Jurisdiction of Syariah Court.
•A Syariah High Court shall have jurisdiction throughout the Federal
Territories and shall be presided over by a Syariah Jude. A Syariah High
Court shall:-
a.In its criminal jurisdiction, try an offence committed by a Muslim and
punishable under the Enactment or the Islamic Family Law or under
any written law prescribing offences against precepts of religion of
Islam…
b.In its civil jurisdiction, hear and determine all actions and
proceedings in which all the parties profess the Muslim religion and
which relate to bethrothal, marriage, divorce, nullity of marriage
(fasakh), Nushuz, or judicial seperation (faraq), Any disposition of
property arising in marriage, maintenance of dependents,
guardianship, wakaf, inheritance, and other matters in respect of
jurisdiction is conferred by any written law.
•A syariah Court has supervisory and revisionary jurisdiction
• A Syariah Subordinate Court shall have jurisdiction throughout the
Federal Territories and shall be presided over by a Judge of the
Syariah Subordianate Court. The Syariah Subordinate Court shall :-
a.In its criminal jurisdiction try any offence committed by a Muslim
under the Enactment or any written law prescribing offences
against precepts of the religion of Islam for which the maximum
punishment provided by the Enactment or such written law does
not exceed RM2000 or imprisonment for a term of one year or both
and may impose any punishment provided therefor.
b.In its civil jurisdiction, hear and determine all such actions is
authorized to hear and determine in which the amount or value of
the subject matter in dispute does not exceed RM50,000
• An appeal shall lie to the Syariah High Court from any decision of a
Syariah Subordinate Court :
a.In its criminal jurisdiction, by the prosecution or by a person
convicted, and such appeal may be against an acquittal, conviction
or sentence or any of them
b.In its civil jurisdiction:-
i. By any person aggrieved by the decision, if the amount claimed is
not less than RM1k;
ii. In all cases involving any decision as to personal statues, by any
person aggrieved by the decision
iii.In all cases relating to maintenance of dependents
• The Syariah Appeal Court has jurisdiction to hear and determine
any appeal against any decision made by the Syariah High Court in
the exercise of its original jurisdiction.

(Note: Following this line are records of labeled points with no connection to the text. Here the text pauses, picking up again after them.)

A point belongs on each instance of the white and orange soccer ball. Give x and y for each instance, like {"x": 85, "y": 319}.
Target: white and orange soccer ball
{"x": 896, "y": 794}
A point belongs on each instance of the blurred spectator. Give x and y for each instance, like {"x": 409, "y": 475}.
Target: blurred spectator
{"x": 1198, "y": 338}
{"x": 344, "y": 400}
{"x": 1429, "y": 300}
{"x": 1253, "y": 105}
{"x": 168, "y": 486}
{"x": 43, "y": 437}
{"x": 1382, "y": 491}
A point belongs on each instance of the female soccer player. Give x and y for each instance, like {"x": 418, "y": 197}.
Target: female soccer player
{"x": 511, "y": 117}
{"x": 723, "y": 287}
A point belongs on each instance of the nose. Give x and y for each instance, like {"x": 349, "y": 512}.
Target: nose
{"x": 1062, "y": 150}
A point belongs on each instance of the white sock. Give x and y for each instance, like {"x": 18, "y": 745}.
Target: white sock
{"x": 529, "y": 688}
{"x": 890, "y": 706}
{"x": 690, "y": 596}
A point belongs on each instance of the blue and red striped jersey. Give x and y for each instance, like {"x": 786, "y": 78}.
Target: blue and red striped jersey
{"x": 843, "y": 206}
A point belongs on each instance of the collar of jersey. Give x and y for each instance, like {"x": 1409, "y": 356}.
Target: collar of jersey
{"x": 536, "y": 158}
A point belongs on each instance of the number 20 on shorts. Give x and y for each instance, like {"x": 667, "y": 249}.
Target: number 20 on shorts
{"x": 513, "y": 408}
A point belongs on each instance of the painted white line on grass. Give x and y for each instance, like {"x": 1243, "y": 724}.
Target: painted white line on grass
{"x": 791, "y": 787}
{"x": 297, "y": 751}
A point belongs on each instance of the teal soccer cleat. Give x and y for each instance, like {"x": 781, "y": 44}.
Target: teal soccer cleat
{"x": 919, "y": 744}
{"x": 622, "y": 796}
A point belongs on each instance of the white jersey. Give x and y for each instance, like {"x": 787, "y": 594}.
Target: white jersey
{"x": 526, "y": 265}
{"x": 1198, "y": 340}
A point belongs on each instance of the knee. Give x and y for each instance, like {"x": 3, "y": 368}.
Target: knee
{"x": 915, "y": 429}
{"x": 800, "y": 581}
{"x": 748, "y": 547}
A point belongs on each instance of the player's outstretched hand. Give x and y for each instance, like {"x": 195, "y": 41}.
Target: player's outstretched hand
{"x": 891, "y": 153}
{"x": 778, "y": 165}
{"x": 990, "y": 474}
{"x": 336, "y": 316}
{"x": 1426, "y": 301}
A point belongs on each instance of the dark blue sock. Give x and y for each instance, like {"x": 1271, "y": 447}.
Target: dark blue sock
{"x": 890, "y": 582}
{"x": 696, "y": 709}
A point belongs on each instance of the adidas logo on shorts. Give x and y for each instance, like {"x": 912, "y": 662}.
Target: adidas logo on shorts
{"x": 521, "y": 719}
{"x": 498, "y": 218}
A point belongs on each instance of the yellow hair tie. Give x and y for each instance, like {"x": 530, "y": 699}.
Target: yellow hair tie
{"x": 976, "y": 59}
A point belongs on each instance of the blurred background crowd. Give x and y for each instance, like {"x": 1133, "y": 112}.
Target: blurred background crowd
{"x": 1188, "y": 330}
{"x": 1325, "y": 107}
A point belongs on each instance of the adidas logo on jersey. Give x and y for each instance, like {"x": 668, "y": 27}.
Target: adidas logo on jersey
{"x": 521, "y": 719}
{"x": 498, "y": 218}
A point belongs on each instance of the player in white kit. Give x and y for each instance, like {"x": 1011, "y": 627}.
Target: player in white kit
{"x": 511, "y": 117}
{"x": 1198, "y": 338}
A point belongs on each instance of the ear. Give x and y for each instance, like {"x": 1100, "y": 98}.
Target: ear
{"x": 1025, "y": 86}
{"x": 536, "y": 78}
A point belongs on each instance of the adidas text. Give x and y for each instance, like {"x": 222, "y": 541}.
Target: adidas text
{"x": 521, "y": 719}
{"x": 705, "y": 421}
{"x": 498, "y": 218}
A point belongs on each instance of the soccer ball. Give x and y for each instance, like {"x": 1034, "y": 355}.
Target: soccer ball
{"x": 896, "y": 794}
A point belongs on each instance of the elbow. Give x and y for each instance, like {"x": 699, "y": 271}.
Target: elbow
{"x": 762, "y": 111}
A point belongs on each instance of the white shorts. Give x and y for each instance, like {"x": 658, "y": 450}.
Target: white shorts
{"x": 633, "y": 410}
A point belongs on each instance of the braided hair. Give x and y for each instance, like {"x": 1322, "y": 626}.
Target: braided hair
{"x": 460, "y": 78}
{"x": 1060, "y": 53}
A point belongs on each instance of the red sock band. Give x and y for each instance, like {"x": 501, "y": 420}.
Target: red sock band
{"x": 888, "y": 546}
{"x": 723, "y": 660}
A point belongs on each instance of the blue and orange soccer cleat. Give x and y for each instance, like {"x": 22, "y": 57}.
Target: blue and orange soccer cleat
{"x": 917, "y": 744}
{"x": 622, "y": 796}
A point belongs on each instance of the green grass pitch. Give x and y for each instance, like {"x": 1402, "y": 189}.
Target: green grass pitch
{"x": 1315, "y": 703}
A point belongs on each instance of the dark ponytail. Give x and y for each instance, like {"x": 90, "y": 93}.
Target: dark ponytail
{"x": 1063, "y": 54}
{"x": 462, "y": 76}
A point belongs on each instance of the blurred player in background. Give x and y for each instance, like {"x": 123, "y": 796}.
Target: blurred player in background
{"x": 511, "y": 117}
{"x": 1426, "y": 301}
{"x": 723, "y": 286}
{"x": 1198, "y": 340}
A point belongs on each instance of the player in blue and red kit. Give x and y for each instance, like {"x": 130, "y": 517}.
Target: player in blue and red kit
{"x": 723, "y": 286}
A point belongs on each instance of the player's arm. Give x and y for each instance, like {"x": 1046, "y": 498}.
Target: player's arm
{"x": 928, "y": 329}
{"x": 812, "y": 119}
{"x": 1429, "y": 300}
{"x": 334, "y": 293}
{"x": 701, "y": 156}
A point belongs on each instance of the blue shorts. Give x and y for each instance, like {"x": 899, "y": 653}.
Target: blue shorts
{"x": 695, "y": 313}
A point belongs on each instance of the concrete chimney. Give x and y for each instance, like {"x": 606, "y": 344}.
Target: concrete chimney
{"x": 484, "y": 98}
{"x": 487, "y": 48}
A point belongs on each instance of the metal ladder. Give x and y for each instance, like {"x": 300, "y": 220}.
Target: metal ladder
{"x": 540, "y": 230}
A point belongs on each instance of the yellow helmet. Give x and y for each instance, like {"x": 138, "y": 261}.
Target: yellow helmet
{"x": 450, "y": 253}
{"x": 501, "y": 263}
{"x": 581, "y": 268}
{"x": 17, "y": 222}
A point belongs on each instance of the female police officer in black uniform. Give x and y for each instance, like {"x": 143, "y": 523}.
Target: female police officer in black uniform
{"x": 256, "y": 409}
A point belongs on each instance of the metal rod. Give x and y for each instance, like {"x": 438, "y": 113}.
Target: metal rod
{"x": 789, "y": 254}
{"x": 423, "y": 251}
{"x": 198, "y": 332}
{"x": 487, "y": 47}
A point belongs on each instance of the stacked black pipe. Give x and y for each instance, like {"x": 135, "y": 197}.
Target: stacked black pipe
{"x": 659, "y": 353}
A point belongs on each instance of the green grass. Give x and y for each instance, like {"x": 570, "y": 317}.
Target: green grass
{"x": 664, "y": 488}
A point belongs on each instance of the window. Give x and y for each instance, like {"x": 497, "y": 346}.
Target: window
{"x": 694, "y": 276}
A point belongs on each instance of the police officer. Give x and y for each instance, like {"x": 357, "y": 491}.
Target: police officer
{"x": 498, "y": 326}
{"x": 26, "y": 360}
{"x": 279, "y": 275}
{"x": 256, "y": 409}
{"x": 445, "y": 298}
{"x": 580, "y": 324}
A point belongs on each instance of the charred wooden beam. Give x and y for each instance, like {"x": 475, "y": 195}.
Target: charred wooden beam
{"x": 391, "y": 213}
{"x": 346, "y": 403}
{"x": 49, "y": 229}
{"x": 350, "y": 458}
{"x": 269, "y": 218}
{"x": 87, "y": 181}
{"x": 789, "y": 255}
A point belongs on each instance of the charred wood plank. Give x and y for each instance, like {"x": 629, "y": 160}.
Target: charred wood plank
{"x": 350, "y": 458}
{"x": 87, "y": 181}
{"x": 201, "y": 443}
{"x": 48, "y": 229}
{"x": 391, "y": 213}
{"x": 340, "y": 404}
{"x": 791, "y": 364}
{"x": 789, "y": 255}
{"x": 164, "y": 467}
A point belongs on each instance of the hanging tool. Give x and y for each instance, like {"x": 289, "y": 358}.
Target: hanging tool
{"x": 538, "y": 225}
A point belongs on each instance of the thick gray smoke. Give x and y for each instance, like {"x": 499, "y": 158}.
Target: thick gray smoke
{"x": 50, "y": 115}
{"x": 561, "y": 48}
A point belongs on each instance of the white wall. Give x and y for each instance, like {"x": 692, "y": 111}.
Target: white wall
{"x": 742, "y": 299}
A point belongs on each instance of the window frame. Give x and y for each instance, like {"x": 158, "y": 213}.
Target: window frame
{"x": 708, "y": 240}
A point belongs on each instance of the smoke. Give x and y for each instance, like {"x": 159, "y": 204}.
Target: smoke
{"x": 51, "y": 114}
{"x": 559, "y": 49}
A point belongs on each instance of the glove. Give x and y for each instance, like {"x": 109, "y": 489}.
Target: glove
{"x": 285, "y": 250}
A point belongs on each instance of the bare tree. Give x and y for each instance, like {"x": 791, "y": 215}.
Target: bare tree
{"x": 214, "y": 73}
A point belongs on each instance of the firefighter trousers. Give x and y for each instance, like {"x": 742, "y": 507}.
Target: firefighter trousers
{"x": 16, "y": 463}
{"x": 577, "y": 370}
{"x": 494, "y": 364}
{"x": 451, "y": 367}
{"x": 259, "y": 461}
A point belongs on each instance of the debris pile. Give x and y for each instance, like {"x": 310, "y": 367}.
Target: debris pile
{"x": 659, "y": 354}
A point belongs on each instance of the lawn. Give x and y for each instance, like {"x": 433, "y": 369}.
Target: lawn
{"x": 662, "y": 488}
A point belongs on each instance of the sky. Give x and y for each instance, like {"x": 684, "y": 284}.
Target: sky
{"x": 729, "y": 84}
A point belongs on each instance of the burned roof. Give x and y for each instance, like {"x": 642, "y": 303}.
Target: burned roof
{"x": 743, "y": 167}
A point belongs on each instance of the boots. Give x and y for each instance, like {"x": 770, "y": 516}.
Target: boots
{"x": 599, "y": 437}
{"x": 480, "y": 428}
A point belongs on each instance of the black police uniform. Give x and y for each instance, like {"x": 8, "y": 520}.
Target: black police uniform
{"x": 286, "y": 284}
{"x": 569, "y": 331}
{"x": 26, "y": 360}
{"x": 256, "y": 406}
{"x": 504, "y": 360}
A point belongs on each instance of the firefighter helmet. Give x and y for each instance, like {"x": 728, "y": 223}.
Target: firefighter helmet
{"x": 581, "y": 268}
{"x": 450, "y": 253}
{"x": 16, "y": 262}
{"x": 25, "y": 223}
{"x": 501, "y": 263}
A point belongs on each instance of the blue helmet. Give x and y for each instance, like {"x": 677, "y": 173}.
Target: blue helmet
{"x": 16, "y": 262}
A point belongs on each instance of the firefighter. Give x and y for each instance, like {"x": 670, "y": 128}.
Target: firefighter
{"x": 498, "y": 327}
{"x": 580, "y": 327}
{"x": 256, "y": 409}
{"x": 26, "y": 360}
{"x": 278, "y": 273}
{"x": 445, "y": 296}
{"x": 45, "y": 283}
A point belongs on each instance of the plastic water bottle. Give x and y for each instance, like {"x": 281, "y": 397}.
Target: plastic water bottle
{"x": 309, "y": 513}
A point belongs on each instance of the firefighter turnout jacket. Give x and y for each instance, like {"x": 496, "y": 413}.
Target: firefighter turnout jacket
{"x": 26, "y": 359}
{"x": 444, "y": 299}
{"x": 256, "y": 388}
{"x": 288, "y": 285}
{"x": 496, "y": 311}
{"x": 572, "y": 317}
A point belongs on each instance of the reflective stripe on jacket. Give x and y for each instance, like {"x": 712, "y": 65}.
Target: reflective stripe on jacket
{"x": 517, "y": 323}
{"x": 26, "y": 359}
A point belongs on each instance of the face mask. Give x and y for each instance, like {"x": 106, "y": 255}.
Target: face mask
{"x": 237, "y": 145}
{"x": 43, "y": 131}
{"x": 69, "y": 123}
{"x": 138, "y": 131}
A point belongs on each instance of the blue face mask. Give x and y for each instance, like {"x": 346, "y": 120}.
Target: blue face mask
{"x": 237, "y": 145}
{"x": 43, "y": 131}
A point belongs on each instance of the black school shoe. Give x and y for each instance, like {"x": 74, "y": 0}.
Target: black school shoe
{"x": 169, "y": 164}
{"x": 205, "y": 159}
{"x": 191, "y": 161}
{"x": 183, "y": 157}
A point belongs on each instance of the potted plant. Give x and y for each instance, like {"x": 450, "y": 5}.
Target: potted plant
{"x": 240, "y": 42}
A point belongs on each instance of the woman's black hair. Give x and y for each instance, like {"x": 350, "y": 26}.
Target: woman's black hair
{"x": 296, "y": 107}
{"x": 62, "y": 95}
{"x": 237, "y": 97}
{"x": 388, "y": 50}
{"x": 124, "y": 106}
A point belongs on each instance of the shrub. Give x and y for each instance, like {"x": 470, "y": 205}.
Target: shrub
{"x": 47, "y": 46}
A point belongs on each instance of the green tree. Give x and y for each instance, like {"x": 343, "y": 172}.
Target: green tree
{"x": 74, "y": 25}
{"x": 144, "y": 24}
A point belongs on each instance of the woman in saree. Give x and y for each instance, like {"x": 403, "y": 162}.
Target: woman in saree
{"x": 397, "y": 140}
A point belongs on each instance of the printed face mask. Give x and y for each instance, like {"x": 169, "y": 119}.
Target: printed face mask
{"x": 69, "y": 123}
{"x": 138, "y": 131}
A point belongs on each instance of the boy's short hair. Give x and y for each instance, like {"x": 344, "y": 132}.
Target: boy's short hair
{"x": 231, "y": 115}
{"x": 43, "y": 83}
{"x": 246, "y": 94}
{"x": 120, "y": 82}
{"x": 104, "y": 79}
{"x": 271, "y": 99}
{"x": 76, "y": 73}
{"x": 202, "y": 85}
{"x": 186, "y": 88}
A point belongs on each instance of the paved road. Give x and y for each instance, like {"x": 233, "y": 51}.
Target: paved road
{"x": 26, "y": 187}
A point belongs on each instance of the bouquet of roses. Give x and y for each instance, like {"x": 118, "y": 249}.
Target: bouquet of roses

• The Syariah Appeal Court shall have supervisory and revisionary
jurisdiction over the Syariah High Court. It may , if it appears
desirable in the interest of justice, either on its own motion or at
the instance of any party or person interested, at any stage or any
matter or proceedings be it civil or criminal call an examine any
record thereof and may give such directions as justice so require.
• Under circumstances, proceedings in the Syariah High Court or
proceedings in any matter shall be stayed.